Como consecuencia de sus observaciones, Harris concluye que en aquellas poblaciones en las que lo habitual es tolerar la lactosa, se han desarrollado pautas culturales favorables al consumo de leche en la edad adulta; mientras que, por el contrario, allí donde los adultos suelen perder la lactasa (es decir, se hacen intolerantes a la lactosa) se ha desarrollado una aversión hacia el consumo de leche que es compartida por la mayoría de los miembros de la sociedad.
Es posible que sea así: es, como decíamos al principio, una explicación plausible.
Pero, además de aprovechar para recomendar la lectura de «Bueno para comer» (publicado en España por Alianza Editorial) a todos cuantos puedan estar interesados en la antropología, queremos proponer un reflexión referente al tema que nos ocupa: la intolerancia a la lactosa (a diferencia de la alergia a las proteínas de la leche), no puede considerarse una enfermedad; por el contrario, es una variante de la normalidad, una condición que, aunque menos frecuente en nuestro entorno, es prácticamente la norma en otras poblaciones.

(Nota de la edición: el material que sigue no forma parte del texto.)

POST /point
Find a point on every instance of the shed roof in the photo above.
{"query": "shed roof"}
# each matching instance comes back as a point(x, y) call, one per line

Cierto: si no puedes disfrutar de los lácteos (o, al menos, si no puedes disfrutarlos sin consecuencias desagradables) probablemente tendrás que privarte de algunos placeres (hoy día, ya, con la enorme diversidad de alternativas existentes, no podemos decir siquiera que ser intolerante a la lactosa suponga una desventaja adaptativa). Pero seguro que conoces a alguien a quien le gustaría tener un poco más de resistencia cuando sale a correr, o ser capaz de aguantar un poco más la respiración cuando bucea, o ser un poco más alto para tener más facilidades en el juego del baloncesto (hay cosas que pueden verse condicionadas por la lotería genética): y a ninguno de ellos lo consideramos, por esa circunstancia, enfermo.